Jesús hace una clara referencia a esta actitud en el evangelio con la parábola del fariseo y el publicano: «Dos hombres subieron al templo a orar. Uno era fariseo; el otro, publicano. El fariseo, erguido, oraba así en su interior: “¡Oh Dios!, te doy gracias porque no soy como los demás hombres: ladrones, injustos, adúlteros; ni tampoco como ese publicano. Ayuno dos veces por semana y pago el diezmo de todo lo que tengo”. El publicano, en cambio, quedándose atrás, no se atrevía ni a levantar los ojos al cielo, sino que se golpeaba el pecho, diciendo: “¡Oh Dios!, ten compasión de este pecador”. Os digo que este bajó a su casa justificado, y aquel no. Porque todo el que se enaltece será humillado, y el que se humilla será enaltecido» (Lc 18, 9-14).
El fariseo cayó en el orgullo espiritual. Lo que hace es difícil y se le puede alabar el esfuerzo, pero el sentido que le da a sus actos es lo que le condena. Lo que hacemos nos tiene que nacer de dentro, no para que los demás nos reconozcan nuestros méritos. Y no nos podemos vanagloriar de lo que realizamos, como los ayunos y las limosnas. Y es que el fariseo usa a Dios para su propia gloria. En cambio, el publicano es sincero consigo mismo, se considera indigno y pecador y reconoce su culpa, por eso Dios le mira con compasión, le perdona y salva.

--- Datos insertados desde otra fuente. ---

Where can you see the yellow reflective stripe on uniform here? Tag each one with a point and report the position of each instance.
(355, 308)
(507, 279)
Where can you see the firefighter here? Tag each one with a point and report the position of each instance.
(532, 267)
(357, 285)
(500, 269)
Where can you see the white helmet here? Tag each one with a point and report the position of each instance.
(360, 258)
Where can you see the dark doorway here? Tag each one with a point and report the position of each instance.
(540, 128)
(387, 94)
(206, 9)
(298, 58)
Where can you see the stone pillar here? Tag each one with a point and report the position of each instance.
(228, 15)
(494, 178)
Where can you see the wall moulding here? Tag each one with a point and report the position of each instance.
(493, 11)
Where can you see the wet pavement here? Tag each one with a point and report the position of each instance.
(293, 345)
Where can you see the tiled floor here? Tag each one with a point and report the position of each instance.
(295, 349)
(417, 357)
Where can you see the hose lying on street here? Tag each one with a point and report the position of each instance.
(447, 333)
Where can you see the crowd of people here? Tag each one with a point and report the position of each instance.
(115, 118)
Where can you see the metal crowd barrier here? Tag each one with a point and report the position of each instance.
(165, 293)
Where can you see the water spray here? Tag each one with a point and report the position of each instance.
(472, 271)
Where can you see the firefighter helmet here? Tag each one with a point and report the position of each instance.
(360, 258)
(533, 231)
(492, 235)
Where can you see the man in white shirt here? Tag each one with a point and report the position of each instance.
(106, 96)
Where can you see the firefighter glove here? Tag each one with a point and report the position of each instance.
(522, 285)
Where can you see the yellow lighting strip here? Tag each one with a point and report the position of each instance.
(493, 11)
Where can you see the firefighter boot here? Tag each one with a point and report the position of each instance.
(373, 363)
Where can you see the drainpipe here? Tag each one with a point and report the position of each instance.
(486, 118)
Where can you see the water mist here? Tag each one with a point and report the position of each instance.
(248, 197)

Que esta sea la norma de tu vida, actuar desde la sencillez, la verdad y la honestidad contigo mismo. No desprecies en tu corazón y en tu interior a los demás por su apariencia o condición. Necesitas de Dios y muéstrale tus deseos, desde tu pobre condición de pecador, para que comprendas qué es lo que Dios te pide. Esta es la grandeza del publicano y la tuya, reconocer que constantemente en tu vida necesitas de la misericordia de Dios. Dios es compasivo y si quiere que seas humilde no es para que te pisoteen y humillen, sino para ensalzarte, para hacerte grande. No quiere que actúes de cara a la galería, sino desde el corazón, porque delante de un corazón humilde, Dios abre totalmente su corazón para que entres y te sientas lleno de su Amor inmenso. Cada vez que reces dile al Señor: «“¡Oh Dios!, ten compasión de este pecador”.» (Lc 18, 13). Que tu mirada siempre esté llena del mismo amor que Cristo te da desde la cruz.